Our summer partner-in-crime, Australian filmmaker Dianne Ellis, filed this report for us from LA:
While I was in Santa Monica, I came across a TV crew doing some street interviews. I believe they were from E Entertainment doing a “Who wears it better” segment. The interviewer asked an older man his opinion of which out of two women wore a similar outfit better, but when he gave his answer, the interviewer screwed up his nose and said “Well why don’t you just say the other woman wears it better.”
When the man didn't agree, the interviewer said “Well just for the heck of it just say so and so wears it better.” The man wouldn’t budge. The interviewer kept on it at him and eventually exasperated said “I need you to say so and so wears it better!” He eventually wore the man down until he agreed to say this!
The same thing happened again for another set of photos. The man then signed a release and walked off as the TV crew got ready to interview their next victim, at which point I walked away too.

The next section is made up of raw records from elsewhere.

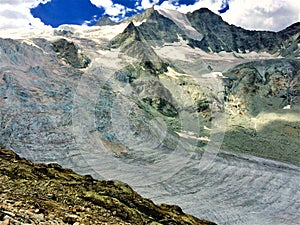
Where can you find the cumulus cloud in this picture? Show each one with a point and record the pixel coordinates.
(263, 15)
(115, 11)
(250, 14)
(16, 14)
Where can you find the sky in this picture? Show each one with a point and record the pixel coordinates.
(271, 15)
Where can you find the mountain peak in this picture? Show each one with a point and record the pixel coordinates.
(104, 21)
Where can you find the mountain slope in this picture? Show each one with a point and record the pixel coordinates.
(216, 35)
(39, 193)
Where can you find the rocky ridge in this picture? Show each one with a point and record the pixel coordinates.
(109, 99)
(48, 194)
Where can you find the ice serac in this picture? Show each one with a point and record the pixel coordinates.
(152, 102)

Kelly Clarkson recently did an interview for Self magazine entitled “Total Body Confidence” where she mentions that she is happy with her size, but guess what: They photoshopped her on the cover to look much thinner. So much for Total Body Confidence! I wish they’d stop asking women about their diets. I’d much rather hear about their music or movie tastes.
That same week I was watching The Rachael Ray show, and surprise surprise it was a makeover show. The first victim, ahem, guest, was shown in her 'hideous' before state with what her sister deemed “caterpillars eyebrows.”
The woman looked fine to me - even Rachael Ray her eyebrows were fine – but the makeup artist said those eyebrows needed work. So even if other women think you look OK, you still don't. I wondered what kind of person would tell her sister she had eyebrows like caterpillars. No one asked the obvious question: “Why is your sister such a bitch?”
All of this constant scrutiny of appearance made me think of a survey I just read, which more or less said that men were happy to sleep with any woman whether they find them attractive or not. I'm pretty sure that if I went into a bar tonight and asked every guy in the bar if they would sleep with me someone would oblige. I doubt a man asking a similar question of women in a bar would have as much luck, unless of course he looked like Brad Pitt, even then he’d probably get his face slapped a few times.
We women seem much fussier about a man’s appearance then men are about a woman’s appearance, so why is the media so obsessed about with the way women look? Shouldn’t there be shows about men trying to perfect their appearance to get women to sleep with them?